That isn't the only rotten thing some Apple users are experiencing, either. A growing number of people report their iTunes accounts have been hacked, their credit cards charged and unwanted apps downloaded.
Whether you can't work without listening to music or you can't make it through a work day without an Angry Birds break, you can't avoid using iTunes to get the latest apps and songs to fill up your iPod, iPhone or iPad. Even if you don't have a snazzy iDevice, you can still download iTunes to manage your music and movies. And since hundreds of millions of people have done just that, tech experts say it's no wonder hackers are hitting it big.
"Someone asked Willie Sutton, 'Why do you rob banks?'" related Rick Matthews, the associate provost for Technology and Information Systems at Wake Forest University. "And Willie Sutton said, 'Because that's where the money is.'"
There is plenty of money in iTunes, as you have to tie some form of payment to your account. And on page after page of forums in Apple's online community, hundreds of people say hackers are stealing their money.
There are a couple of theories floating around online about how that's happening. One says some folks have figured out how to generate iTunes gift card numbers, which means your account might not actually be getting hacked -- but that someone has drained down the balance on the gift card number that matches yours.
Or hackers could've figured out your password from another website and hit the jackpot because you keep it the same on multiple sites.
"How important are your keys? Do you want to use the same key for everything you do?" Matthews asked. Failing to have a different password for each site you visit "gives access to a lot of information. Your passwords are the keys to your financial wellbeing. ... You need to protect those like you protect your property at home."

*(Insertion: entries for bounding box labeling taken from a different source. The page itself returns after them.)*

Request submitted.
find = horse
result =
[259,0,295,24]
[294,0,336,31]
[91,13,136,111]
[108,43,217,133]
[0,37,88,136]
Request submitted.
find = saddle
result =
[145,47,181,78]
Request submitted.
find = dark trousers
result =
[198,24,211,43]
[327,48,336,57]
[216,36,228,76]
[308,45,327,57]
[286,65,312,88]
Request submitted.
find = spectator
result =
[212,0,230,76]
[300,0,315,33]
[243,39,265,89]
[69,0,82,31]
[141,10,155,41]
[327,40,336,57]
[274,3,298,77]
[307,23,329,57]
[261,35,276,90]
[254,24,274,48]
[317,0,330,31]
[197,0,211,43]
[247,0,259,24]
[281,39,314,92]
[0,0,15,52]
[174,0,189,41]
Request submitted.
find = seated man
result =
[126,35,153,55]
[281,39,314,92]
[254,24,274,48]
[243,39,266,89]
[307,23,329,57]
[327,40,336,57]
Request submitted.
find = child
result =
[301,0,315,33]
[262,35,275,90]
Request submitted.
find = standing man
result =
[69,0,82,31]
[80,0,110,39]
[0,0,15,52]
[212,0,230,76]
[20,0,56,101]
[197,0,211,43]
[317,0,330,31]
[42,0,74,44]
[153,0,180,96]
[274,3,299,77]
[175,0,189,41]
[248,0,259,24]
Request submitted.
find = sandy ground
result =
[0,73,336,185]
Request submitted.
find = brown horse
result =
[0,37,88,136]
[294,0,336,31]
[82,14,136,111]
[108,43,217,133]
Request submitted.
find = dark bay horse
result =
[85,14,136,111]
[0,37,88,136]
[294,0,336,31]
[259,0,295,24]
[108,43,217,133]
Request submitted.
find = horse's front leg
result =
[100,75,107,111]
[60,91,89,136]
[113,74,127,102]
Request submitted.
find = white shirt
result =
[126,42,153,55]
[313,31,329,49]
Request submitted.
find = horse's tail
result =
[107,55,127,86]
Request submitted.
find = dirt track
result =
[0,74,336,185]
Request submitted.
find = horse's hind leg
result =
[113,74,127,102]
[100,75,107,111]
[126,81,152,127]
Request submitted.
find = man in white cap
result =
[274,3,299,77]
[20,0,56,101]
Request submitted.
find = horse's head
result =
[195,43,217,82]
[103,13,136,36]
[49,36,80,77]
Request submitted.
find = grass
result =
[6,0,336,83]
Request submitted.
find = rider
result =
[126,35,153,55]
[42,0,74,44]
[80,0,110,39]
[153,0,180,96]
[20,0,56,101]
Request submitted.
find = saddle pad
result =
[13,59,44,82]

Matthews says you should use a different password for every online account you have. That's your best defense against hackers, he said.
When it comes to safeguarding the money in your iTunes account, use a gift card for payment if you can. At the very least, use a credit card instead of a debit card. That'll give you the best chance of getting your money back if something goes wrong.
If you think your iTunes account has been hacked, tech website CNET recommends you change your password immediately. You can de-authorize all the machines associated with your iTunes account, too, and then reset your account. CNET also recommends contacting Apple through the iTunes Store to let the company know your account could've been compromised.
WFMY News 2 reached out to Apple to see what it's doing to stop the reported problems, but the company has not yet responded.